How to parse a markdown file to json in python?

How to parse a markdown file to json in python? - python

I have many markdown files with titles, subheadings, sub-subheadings etc.
I'm interested in parsing them into a JSON that'll separate for each heading the text and "subheadings" in it.
For example, I've got the following markdown file, I want it to be parsed into something of the form:
outer1
outer2
# title 1
text1.1
## title 1.1
text1.1.1
# title 2
text 2.1
to:
{
"text": [
"outer1",
"outer2"
],
"inner": [
{
"section": [
{
"title": "title 1",
"inner": [
{
"text": [
"text1.1"
],
"inner": [
{
"section": [
{
"title": "title 1.1",
"inner": [
{
"text": [
"text1.1.1"
]
}
]
}
]
}
]
}
]
},
{
"title": "title 2",
"inner": [
{
"text": [
"text2.1"
]
}
]
}
]
}
]
}
To further illustrate the need - notice how the inner heading is nested inside the outer one, whereas the 2nd outer heading is not.

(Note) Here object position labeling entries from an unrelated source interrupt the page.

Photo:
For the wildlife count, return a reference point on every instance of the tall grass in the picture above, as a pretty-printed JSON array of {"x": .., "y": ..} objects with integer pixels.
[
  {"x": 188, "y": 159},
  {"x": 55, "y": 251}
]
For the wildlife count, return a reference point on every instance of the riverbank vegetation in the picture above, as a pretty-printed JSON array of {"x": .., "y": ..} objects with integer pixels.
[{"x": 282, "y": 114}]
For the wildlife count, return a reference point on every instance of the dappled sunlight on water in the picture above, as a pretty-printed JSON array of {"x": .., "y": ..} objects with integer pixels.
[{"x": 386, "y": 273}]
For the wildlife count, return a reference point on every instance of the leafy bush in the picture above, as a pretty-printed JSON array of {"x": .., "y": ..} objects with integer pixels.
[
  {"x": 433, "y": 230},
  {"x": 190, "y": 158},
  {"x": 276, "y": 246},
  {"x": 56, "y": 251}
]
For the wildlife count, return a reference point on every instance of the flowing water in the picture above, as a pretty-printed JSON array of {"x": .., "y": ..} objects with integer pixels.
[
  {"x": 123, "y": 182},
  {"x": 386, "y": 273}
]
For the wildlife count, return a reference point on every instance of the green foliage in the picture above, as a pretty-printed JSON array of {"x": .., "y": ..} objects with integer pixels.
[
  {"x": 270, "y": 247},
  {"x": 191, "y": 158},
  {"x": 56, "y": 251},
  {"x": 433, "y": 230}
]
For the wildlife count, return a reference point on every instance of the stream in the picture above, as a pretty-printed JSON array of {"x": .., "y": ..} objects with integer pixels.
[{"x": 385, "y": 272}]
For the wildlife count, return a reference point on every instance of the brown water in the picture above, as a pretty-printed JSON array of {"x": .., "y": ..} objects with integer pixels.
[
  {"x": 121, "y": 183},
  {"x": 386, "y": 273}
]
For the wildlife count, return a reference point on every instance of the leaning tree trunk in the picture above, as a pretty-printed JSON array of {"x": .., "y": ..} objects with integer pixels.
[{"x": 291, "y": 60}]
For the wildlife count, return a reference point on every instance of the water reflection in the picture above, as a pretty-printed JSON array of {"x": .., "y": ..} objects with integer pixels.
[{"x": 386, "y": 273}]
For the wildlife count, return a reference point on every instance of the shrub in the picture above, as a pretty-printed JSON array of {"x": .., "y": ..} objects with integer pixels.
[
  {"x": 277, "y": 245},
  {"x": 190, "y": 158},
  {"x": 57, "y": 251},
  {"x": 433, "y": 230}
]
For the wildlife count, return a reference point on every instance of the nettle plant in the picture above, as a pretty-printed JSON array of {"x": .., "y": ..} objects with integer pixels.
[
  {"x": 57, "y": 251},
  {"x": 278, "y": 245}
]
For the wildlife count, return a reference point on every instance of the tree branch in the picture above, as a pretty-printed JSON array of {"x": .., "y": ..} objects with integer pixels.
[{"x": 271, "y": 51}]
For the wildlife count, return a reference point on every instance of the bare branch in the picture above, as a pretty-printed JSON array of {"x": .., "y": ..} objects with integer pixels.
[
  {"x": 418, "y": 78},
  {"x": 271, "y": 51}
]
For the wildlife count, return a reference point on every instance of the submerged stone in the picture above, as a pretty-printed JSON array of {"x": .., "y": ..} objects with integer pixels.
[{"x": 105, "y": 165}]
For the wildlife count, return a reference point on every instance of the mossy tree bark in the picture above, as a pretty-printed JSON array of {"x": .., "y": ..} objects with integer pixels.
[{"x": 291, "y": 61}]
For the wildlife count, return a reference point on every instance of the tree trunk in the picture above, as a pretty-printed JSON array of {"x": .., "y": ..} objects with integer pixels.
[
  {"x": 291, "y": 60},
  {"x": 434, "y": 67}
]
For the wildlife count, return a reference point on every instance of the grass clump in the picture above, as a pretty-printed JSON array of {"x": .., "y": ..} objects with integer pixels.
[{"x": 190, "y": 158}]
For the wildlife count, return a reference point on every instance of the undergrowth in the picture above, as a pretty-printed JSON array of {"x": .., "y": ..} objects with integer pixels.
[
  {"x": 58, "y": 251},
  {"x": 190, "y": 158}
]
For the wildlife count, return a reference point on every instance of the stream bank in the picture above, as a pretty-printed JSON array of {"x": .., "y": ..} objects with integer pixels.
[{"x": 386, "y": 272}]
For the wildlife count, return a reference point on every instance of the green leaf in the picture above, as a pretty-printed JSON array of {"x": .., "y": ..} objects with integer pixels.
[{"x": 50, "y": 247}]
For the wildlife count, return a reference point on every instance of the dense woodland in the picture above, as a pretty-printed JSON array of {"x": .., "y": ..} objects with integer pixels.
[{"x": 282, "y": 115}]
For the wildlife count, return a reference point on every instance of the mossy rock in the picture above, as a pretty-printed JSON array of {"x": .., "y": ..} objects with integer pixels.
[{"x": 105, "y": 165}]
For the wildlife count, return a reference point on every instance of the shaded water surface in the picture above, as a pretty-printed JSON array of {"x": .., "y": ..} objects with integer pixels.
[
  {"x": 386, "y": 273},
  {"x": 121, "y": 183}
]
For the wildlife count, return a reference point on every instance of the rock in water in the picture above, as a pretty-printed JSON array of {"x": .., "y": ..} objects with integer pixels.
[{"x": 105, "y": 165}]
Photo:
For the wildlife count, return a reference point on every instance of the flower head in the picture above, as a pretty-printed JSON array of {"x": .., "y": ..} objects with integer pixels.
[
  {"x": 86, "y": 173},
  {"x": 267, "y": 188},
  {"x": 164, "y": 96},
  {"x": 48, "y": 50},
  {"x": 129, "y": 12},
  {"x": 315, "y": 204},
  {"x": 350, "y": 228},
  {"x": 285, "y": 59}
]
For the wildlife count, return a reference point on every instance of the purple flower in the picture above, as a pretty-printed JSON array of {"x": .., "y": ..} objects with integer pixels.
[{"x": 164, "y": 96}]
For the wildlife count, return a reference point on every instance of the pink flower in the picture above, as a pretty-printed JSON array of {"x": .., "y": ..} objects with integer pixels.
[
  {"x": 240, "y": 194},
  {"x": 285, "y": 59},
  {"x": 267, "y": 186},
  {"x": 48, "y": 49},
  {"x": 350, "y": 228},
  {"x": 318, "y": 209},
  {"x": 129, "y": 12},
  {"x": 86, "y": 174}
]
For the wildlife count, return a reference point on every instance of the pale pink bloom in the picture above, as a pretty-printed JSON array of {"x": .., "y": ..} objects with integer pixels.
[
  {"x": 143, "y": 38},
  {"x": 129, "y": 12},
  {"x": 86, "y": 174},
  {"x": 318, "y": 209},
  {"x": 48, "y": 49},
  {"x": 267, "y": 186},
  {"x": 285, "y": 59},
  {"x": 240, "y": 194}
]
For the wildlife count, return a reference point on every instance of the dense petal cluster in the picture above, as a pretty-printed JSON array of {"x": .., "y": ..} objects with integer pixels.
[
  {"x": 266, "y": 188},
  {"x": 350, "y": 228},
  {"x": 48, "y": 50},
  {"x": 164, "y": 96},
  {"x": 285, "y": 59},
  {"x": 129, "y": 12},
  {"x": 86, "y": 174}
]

I tried using pyparser to solve this but it seems to me that it's not able to achieve this because to get section "title 2" to be on the same level as "title 1" I need some sort of "counting logic" to check that the number or "#" in the new header is less than or equal which is something I can't seem to do.

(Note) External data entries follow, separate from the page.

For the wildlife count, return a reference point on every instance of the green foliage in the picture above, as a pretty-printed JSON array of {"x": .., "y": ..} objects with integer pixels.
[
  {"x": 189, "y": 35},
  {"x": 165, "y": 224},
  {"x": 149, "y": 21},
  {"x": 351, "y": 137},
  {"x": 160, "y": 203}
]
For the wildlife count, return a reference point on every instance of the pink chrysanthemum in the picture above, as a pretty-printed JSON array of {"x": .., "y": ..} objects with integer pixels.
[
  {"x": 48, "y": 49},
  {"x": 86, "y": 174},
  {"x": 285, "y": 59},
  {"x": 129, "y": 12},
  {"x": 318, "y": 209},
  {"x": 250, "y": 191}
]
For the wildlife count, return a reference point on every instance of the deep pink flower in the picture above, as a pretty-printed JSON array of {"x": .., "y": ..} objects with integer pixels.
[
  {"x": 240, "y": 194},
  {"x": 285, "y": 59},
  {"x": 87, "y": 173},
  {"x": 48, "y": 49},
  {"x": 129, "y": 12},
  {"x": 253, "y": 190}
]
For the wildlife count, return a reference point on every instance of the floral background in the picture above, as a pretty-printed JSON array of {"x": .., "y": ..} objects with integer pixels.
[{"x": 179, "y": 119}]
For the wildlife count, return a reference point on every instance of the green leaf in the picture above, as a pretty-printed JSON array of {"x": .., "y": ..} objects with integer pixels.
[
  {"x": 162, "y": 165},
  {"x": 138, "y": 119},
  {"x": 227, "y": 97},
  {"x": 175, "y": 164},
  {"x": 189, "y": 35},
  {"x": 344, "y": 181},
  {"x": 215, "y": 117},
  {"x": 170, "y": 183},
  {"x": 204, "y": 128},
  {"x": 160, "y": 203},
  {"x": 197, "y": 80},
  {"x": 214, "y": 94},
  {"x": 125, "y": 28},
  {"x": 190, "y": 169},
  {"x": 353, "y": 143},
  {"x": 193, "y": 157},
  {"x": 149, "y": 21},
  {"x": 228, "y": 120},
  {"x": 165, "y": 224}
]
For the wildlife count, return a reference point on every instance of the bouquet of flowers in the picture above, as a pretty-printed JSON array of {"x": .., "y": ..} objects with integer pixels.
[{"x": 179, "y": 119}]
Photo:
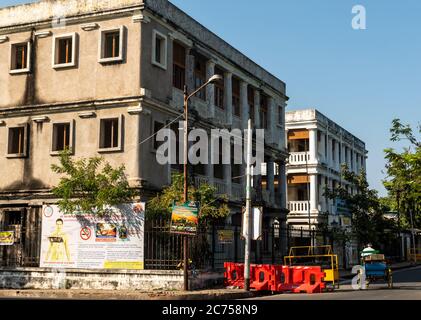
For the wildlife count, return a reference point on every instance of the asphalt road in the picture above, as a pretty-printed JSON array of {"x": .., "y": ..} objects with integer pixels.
[{"x": 406, "y": 286}]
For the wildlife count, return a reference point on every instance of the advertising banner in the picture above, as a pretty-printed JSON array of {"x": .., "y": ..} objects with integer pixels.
[
  {"x": 256, "y": 223},
  {"x": 184, "y": 219},
  {"x": 88, "y": 241},
  {"x": 225, "y": 236},
  {"x": 7, "y": 238}
]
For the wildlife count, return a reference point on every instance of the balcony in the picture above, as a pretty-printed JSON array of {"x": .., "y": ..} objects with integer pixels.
[
  {"x": 200, "y": 180},
  {"x": 299, "y": 158},
  {"x": 300, "y": 207},
  {"x": 221, "y": 187},
  {"x": 237, "y": 192}
]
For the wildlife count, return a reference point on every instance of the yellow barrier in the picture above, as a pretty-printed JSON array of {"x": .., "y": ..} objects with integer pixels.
[{"x": 326, "y": 258}]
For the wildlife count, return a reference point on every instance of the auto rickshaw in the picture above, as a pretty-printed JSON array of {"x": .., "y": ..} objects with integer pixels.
[{"x": 374, "y": 268}]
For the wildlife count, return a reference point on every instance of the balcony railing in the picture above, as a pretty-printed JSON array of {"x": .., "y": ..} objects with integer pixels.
[
  {"x": 298, "y": 206},
  {"x": 200, "y": 180},
  {"x": 296, "y": 158},
  {"x": 221, "y": 187},
  {"x": 237, "y": 191}
]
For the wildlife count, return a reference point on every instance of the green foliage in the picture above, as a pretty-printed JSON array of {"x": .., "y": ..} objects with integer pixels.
[
  {"x": 212, "y": 208},
  {"x": 368, "y": 223},
  {"x": 403, "y": 170},
  {"x": 90, "y": 185}
]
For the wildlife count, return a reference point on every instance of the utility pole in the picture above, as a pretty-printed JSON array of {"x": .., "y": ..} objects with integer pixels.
[
  {"x": 247, "y": 222},
  {"x": 185, "y": 237},
  {"x": 211, "y": 80}
]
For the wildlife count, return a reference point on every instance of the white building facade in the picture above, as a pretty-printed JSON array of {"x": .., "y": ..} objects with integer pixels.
[{"x": 318, "y": 147}]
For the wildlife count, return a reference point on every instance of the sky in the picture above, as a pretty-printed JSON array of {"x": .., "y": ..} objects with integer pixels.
[{"x": 361, "y": 79}]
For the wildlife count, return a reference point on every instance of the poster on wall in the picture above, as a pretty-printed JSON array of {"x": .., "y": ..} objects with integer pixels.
[
  {"x": 7, "y": 238},
  {"x": 87, "y": 241}
]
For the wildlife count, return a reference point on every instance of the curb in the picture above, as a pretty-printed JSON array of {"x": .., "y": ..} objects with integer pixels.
[{"x": 87, "y": 295}]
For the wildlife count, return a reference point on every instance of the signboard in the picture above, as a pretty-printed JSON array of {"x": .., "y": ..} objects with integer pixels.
[
  {"x": 346, "y": 221},
  {"x": 256, "y": 223},
  {"x": 342, "y": 207},
  {"x": 184, "y": 219},
  {"x": 225, "y": 236},
  {"x": 79, "y": 240},
  {"x": 7, "y": 238}
]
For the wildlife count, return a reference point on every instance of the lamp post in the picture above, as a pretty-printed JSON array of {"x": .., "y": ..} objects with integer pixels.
[{"x": 187, "y": 97}]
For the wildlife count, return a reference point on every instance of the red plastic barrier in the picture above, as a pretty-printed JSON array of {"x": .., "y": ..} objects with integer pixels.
[
  {"x": 234, "y": 274},
  {"x": 261, "y": 277},
  {"x": 276, "y": 278}
]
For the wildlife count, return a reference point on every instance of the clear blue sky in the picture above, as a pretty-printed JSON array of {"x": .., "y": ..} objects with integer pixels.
[{"x": 360, "y": 79}]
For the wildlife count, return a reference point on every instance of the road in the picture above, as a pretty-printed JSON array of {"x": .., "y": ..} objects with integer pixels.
[{"x": 406, "y": 286}]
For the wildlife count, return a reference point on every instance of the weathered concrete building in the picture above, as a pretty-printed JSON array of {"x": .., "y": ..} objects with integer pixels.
[
  {"x": 100, "y": 77},
  {"x": 318, "y": 147}
]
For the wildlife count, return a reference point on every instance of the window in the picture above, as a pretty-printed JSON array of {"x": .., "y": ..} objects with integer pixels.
[
  {"x": 250, "y": 95},
  {"x": 178, "y": 165},
  {"x": 64, "y": 51},
  {"x": 159, "y": 49},
  {"x": 20, "y": 57},
  {"x": 111, "y": 45},
  {"x": 156, "y": 127},
  {"x": 264, "y": 111},
  {"x": 281, "y": 118},
  {"x": 17, "y": 141},
  {"x": 110, "y": 134},
  {"x": 62, "y": 137},
  {"x": 200, "y": 75},
  {"x": 236, "y": 169},
  {"x": 236, "y": 108},
  {"x": 219, "y": 90},
  {"x": 179, "y": 66},
  {"x": 218, "y": 169}
]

Is this an issue with the expressibility of pyparser? Is there another kind of parser that could achieve this?
I could implement this in pure python but I wanted to do something better.
Here is my current pyparsing implementation which doesn't work as explained above:
section = pp.Forward()("section")
inner_block = pp.Forward()("inner")
start_section = pp.OneOrMore(pp.Word("#"))
title_section = line
title = start_section.suppress() + title_section('title')
line = pp.Combine(
pp.OneOrMore(pp.Word(pp.unicode.Latin1.printables), stop_on=pp.LineEnd()),
join_string=' ', adjacent=False)
text = \~title + pp.OneOrMore(line, stop_on=(pp.LineEnd() + pp.FollowedBy("#")))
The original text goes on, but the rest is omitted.